The disease is the second-leading infectious cause of blindness worldwide, WHO says. It affects more than 18 million people across the world and has made 300,000 blind.
“The Colombia river blindness programme did more than just rid the country of a horrible disease. The community focus of the programme empowered people to take on other community improvement projects, like improving access to safe water and basic sanitation, providing better nutrition and health care, and even constructing a school,” Alba Lucia Morales, a Colombian health education adviser at the Carter Center said in a statement earlier this week.
AMERICAS FIRST, AFRICA NEXT
Since 1993, the non-profit Carter Center has led a campaign to eradicate river blindness in six Latin American countries - Brazil, Colombia, Ecuador, Guatemala, Mexico, and Venezuela - through its Onchocerciasis Elimination Programme of the Americas (OEPA).
Affected communities in Colombia were given the medicine ivermectin to treat river blindness, also known by its registered trademark Mectizan, twice a year over 12 consecutive years, WHO said. The drug, provided for free by the U.S. drug maker Merck, kills the worm larvae that cause skin and eye damage.
Local health care workers, community volunteers and leaders played a key role in health education and distributing the drug, which led to eradicating river blindness in Colombia, the Carter Center said.
It is hoped progress made in Latin America against the disease can bolster efforts to eliminate river blindness in Africa, particularly in western and central Africa, where more than 120 million people are at risk and hundreds of thousands have been blinded by the condition.

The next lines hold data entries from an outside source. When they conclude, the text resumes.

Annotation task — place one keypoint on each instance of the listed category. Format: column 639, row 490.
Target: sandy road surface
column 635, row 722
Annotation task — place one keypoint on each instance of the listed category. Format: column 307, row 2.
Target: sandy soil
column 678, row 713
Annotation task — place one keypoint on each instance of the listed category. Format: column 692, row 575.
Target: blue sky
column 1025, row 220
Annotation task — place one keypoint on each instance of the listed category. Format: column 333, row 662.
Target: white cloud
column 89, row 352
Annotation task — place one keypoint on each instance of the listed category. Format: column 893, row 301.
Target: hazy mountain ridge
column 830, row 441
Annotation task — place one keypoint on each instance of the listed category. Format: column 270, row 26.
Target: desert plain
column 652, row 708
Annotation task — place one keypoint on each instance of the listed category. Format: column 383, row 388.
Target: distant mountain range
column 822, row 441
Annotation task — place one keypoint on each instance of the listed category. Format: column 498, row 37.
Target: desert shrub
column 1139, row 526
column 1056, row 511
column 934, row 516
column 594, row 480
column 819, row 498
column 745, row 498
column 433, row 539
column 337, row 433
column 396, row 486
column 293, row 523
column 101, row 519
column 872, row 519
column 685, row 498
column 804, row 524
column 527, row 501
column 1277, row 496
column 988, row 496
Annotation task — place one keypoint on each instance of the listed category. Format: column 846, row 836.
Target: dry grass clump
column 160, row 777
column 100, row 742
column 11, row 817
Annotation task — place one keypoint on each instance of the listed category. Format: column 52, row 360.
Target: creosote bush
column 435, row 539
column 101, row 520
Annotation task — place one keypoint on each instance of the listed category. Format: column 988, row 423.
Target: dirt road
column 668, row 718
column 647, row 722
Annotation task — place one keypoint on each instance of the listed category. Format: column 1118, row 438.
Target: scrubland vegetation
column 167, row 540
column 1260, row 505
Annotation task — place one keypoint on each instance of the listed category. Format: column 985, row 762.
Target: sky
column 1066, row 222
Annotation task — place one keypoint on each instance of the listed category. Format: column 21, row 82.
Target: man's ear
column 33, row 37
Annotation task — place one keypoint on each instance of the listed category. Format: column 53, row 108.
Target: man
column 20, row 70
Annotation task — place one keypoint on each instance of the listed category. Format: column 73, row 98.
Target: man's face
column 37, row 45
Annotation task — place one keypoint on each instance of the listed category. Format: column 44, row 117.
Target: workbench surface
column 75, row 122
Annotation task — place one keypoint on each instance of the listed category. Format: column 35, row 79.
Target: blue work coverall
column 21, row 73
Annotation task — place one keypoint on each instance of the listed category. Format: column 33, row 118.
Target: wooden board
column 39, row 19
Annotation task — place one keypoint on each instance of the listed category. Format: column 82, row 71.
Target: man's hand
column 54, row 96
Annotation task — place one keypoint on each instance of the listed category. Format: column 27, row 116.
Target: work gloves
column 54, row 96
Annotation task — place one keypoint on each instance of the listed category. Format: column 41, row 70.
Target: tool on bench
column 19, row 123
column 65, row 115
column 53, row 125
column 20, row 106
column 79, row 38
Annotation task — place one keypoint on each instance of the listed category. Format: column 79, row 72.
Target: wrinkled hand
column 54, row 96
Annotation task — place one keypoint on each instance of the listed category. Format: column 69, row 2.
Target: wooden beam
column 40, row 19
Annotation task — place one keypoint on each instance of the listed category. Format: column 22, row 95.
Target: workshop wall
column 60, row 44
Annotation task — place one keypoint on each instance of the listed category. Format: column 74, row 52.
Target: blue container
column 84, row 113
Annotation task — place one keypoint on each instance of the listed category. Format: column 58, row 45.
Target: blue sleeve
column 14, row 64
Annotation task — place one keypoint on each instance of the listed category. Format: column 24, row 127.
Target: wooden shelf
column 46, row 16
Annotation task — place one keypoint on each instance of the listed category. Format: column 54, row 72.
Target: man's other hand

“The approach to eliminate river blindness in the Americas is being adapted by African countries, where over 99 percent of the suffering from river blindness in the world occurs,” Dr Mauricio Sauerbrey, head of the Carter Center's OEPA programme, said in a statement.
River blindness is also set to be wiped out soon in Ecuador, Guatemala, and Mexico, experts say. All three countries halted drug treatment in 2012 and began the three-year post treatment surveillance process required by WHO to verify elimination of the disease.